We observed the responses of 225 females from evolved and unselected populations to unselected males (HMC, n = 57; NMC, n = 83; U, n = 85). The total number of attempts (χ² = 4.76, d.f.₁ = 2, p = 0.09), latency to first attempt (χ² = 0.07, d.f.₁ = 2, p = 0.97) and attempt duration (χ² = 0.41, d.f.₁ = 2, p = 0.82) did not differ with female mating regime (electronic supplementary material, table S3). There was also no effect of female mating regime on the total rejections (χ² = 2.12, d.f.₁ = 2, p = 0.35), whether a copula was formed (χ² = 0.99, d.f.₁ = 2, p = 0.61), the latency between attempts starting and copula formation (χ² = 0.02, d.f.₁ = 2, p = 0.99), the duration of copula (χ² = 0.60, d.f.₁ = 2, p = 0.74) or whether a copula resulted in sperm transfer (χ² = 0.21, d.f.₁ = 2, p = 0.90).

Although there were no significant differences in female behaviour during the mating trials, we found differences between females from different mating regimes in reproductive output following the matings. Wing length did not significantly affect eggs laid in the first clutch (d.f. = 1, χ² = 0.92, p = 0.34). When we assessed the effect of mating regime removing the non-significant winglength covariate, there was a significant effect of female mating regime on the number of eggs laid in the first clutch (figure 3a; electronic supplementary material, figure S3, χ² = 14.35, d.f.₁ = 2, p = 0.0008). NMC females produced significantly more eggs (n = 28; 57.57 ± 4.53 eggs/female) than U females (n = 29; 38.41 ± 2.87 eggs/female) (Bonferoni post hoc, p = 0.04). While HMC females also produced more eggs (n = 28; 52.21 ± 3.27 eggs/female) than U females, this difference was not significant (Bonferroni post hoc, p = 0.27).

Figure 3. — The effect of mating regime on female fecundity and male and female body size. (a) The mean number of eggs produced by females mating with unselected males in female choice assays. Sample sizes, HMC = 28 (HMC-1 = 16, HMC-3 = 12), NMC = 28 (NMC-1 = 12, NMC-2 = 4, NMC-3 = 12), U = 29 (U1 = 11, U2 = 9, U3 = 9). (b) The effect of mating regime on female body size. Samples sizes, HMC = 35 (HMC-1 = 21, HMC-3 = 14), NMC = 81 (NMC-1 = 24, NMC-2 = 31, NMC-3 = 26), U = 39 (U1 = 11, U2 = 16, U3 = 12). (c) The effect of mating regime on male body size. Sample sizes HMC = 76 (HMC-1 = 36, HMC-2 = 14, HMC-3 = 26), NMC = 68 (NMC-1 = 27, NMC-2 = 18, NMC-3 = 23), U = 157 (U1 = 43, U2 = 49, U3 = 65). All error bars represent ±1 s.e. (Online version in colour.)

(d).
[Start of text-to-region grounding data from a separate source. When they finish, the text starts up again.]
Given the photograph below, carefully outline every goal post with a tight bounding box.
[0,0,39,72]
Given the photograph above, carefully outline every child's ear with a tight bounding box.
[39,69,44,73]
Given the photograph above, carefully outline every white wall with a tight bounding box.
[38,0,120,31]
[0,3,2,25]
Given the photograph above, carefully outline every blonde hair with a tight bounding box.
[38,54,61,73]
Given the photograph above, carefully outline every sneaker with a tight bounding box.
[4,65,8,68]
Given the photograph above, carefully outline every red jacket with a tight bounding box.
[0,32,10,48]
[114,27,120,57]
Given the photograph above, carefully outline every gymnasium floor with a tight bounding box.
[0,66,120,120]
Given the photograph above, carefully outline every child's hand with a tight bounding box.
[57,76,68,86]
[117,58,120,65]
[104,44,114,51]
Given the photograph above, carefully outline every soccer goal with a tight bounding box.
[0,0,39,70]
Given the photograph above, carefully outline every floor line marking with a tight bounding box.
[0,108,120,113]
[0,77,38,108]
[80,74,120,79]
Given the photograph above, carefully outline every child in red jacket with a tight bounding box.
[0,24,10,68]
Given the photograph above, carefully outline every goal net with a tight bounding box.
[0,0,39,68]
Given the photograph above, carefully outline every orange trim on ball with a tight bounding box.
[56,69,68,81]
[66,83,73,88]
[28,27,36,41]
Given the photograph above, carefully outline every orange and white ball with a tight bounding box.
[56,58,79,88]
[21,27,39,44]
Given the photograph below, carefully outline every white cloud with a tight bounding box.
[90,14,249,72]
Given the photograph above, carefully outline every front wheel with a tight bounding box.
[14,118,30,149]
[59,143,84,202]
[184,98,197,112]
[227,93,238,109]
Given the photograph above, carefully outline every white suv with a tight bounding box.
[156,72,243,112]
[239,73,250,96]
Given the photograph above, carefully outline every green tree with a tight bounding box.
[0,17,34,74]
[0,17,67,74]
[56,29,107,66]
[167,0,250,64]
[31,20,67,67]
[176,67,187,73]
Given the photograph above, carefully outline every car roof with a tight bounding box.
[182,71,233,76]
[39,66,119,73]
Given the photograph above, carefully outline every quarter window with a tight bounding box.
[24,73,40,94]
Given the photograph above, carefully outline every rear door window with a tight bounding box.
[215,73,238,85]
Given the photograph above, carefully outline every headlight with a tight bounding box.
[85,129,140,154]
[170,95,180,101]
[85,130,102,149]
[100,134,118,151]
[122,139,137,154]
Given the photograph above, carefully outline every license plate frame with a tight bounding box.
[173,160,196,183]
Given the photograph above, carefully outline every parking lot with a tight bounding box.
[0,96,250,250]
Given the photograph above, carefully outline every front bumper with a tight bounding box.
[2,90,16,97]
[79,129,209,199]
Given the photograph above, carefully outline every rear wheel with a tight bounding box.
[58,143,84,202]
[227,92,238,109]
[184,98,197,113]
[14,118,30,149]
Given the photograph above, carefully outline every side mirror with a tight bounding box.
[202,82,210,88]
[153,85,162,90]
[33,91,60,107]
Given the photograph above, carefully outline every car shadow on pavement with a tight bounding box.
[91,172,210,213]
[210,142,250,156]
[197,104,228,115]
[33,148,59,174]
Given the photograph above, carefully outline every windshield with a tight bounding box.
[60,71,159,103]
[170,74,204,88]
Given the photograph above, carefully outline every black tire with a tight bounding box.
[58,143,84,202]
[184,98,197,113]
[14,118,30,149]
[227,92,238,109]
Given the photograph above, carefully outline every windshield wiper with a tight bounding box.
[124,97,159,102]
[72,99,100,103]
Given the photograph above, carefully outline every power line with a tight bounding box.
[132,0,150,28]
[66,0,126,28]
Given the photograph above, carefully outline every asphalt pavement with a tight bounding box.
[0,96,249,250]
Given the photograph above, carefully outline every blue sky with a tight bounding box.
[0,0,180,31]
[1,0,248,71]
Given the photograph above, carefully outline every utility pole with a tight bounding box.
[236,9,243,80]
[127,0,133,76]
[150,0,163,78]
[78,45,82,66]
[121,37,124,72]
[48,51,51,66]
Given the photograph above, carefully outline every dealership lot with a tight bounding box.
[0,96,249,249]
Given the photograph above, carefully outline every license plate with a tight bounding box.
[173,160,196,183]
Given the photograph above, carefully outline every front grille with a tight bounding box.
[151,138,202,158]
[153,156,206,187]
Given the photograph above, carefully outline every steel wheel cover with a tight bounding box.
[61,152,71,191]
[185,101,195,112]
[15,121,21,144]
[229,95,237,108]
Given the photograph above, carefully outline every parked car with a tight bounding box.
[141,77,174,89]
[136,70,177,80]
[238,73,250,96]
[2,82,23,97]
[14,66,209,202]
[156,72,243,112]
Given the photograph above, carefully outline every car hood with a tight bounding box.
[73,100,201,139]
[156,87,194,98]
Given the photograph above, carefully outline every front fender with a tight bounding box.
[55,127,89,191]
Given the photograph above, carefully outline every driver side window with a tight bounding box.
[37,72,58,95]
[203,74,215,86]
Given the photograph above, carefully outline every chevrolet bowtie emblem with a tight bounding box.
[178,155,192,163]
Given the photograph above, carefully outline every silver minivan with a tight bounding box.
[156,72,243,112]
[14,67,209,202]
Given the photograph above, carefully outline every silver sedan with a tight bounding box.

Effect of mating regime on life-history traits

Mating regime did not significantly affect immature survival (table 1; electronic supplementary material figure S2, χ² = 1.67, d.f.₁ = 2, p = 0.43) and there was no effect of mating regime on adult emergence time (Cox regression χ² = 1.25, p = 0.21). The normal sex ratio in Ae. aegypti approximates 1:1, but may vary between populations [39,47,48]. Only the HMC populations produced significantly more males (approx. 60%, table 1) than expected in a 1:1 ratio (χ² = 28.24, p < 0.0001). However, comparing between populations, we found no significant differences in the proportion of males that emerged (χ² = 5.61, d.f.₁ = 2, p = 0.08). NMC females were significantly larger than those from the other two mating regimes (χ² = 21.26, d.f.₁ = 2, p < 0.001). There was no effect of mating regime on male body size (figure 3c, χ² = 5.31, d.f.₁ = 2, p = 0.07).

Table 1.

Immature survival and sex ratios from mating regime and U populations. We report the mean ± 1 s.e.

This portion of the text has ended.